Meral Akşener’in Fatih Altaylı’ya yaptığı açıklamaları okudum. İlk kez net konuşmuş. Çok net hem de. Fakat bu çok netliğe rağmen okurken iç sesimin bambaşka bir havada olmasına engel olamadım. Akşener net konuştukça iç sesim bambaşka konuşuyordu.
- AKŞENER: Biz bu partiyi üçüncü yol olsun diye kurduk. İki yumruk arasına sıkışmış Türkiye’yi tahterevalli sisteminin dışına çıkarmak için kurduk. Kuruluş ayarlarımıza dönüyoruz.
- İÇ SESİM: Valla mı? Gerçekten mi? “İttifak sistemi bitti” anlamına geliyor bu sözler. Ne yapalım? İnanalım mı? Yarın öbür gün başka bir şey söylemeyeceğinizin garantisi var mı? Tekrar soruyorum: Ne yapalım? İnanalım mı?
- AKŞENER: (İstanbul ve Ankara’nın kaybedilmesini göze alıyor musunuz?) Hepsini alıyoruz. Belki bizim aday seçilir. Öyle adaylar çıkaracağız ki!

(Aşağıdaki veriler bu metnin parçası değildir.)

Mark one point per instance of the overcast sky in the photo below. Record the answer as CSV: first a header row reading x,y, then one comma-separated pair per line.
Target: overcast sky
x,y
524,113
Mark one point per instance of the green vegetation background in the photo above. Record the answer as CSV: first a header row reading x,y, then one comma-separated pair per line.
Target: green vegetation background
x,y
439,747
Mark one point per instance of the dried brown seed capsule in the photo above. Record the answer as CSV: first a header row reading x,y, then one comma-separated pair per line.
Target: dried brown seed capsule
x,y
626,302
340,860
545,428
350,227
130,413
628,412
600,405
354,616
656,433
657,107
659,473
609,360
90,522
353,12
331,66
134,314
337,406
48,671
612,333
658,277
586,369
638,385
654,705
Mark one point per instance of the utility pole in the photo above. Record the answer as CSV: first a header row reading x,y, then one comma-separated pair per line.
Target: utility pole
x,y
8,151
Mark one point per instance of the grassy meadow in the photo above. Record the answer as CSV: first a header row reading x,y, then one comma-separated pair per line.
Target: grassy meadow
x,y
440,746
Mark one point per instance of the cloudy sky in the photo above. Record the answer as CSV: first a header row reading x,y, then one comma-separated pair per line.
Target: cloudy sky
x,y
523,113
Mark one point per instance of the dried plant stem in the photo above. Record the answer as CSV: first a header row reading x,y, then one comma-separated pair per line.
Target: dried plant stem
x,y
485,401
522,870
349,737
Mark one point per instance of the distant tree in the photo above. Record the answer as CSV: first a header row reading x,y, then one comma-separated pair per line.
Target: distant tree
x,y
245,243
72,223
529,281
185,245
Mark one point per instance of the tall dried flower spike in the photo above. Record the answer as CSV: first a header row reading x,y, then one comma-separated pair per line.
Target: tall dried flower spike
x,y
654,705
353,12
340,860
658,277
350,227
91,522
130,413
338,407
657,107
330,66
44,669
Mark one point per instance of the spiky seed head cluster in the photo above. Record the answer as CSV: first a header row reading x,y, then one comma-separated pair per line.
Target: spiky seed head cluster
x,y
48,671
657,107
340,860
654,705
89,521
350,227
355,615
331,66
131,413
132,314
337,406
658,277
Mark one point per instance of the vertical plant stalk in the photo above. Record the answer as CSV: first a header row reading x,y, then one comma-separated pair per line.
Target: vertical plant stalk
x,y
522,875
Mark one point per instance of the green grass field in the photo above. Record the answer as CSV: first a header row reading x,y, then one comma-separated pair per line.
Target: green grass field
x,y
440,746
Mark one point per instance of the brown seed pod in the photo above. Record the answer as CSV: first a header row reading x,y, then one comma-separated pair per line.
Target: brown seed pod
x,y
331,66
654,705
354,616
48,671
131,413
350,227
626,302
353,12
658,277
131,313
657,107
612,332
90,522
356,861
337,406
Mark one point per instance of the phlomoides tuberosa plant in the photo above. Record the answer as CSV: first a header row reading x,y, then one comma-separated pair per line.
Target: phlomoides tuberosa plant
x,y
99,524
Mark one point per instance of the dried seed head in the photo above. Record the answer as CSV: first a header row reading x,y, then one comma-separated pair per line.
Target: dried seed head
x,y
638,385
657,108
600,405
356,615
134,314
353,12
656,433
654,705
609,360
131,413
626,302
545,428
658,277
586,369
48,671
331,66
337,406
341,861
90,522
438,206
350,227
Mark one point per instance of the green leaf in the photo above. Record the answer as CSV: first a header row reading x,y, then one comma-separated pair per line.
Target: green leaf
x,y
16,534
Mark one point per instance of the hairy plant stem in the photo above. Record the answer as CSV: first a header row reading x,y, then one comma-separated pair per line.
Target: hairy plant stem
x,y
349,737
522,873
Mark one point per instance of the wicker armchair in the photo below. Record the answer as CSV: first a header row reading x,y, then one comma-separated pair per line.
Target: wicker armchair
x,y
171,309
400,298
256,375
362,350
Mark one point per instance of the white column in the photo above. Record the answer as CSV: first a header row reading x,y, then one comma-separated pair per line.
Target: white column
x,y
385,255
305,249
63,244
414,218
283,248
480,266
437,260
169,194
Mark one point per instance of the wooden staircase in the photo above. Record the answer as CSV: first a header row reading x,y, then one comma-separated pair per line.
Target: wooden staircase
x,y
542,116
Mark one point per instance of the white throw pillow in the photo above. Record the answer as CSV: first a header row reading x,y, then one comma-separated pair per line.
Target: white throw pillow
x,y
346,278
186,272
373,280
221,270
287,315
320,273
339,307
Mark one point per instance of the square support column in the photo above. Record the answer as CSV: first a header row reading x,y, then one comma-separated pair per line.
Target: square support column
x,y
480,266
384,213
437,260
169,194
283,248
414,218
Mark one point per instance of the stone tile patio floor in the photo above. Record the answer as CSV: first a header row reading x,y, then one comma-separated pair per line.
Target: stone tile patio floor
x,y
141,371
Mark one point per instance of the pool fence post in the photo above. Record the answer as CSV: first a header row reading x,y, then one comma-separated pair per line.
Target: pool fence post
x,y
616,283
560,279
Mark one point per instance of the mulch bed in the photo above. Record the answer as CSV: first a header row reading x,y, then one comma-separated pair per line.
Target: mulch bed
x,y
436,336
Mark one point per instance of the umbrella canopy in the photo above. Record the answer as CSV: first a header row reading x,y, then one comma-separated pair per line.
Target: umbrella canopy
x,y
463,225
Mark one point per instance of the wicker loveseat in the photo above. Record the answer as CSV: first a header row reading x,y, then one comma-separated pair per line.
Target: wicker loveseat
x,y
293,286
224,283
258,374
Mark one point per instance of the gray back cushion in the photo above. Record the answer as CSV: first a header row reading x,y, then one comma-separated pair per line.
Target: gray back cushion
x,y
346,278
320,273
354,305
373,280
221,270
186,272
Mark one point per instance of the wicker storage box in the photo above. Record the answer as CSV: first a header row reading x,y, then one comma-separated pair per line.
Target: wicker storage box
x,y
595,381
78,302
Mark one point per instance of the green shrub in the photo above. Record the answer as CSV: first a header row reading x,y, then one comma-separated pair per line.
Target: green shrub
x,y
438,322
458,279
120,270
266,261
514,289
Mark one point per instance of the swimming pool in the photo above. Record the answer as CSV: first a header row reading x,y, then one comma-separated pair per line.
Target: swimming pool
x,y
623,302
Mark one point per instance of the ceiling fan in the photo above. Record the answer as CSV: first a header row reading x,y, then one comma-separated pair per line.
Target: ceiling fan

- İÇ SESİM: İmamoğlu gelip de “Abla kurbanın olayım ne yapıyorsun sen” falan derse yumuşama olmaz mı? Mansur Yavaş, eski ülkücü abileri devreye sokarsa hatır gönül dinlenmez mi? Hepsini geçtim: Kemal Bey, “İstanbul bizim, Ankara sizin olsun” derse bunu yeni bir durum olarak kabul etme ihtimali hiç mi yok? Tekrar soruyorum: Ne yapalım Meral Hanım? İnanalım mı gerçekten?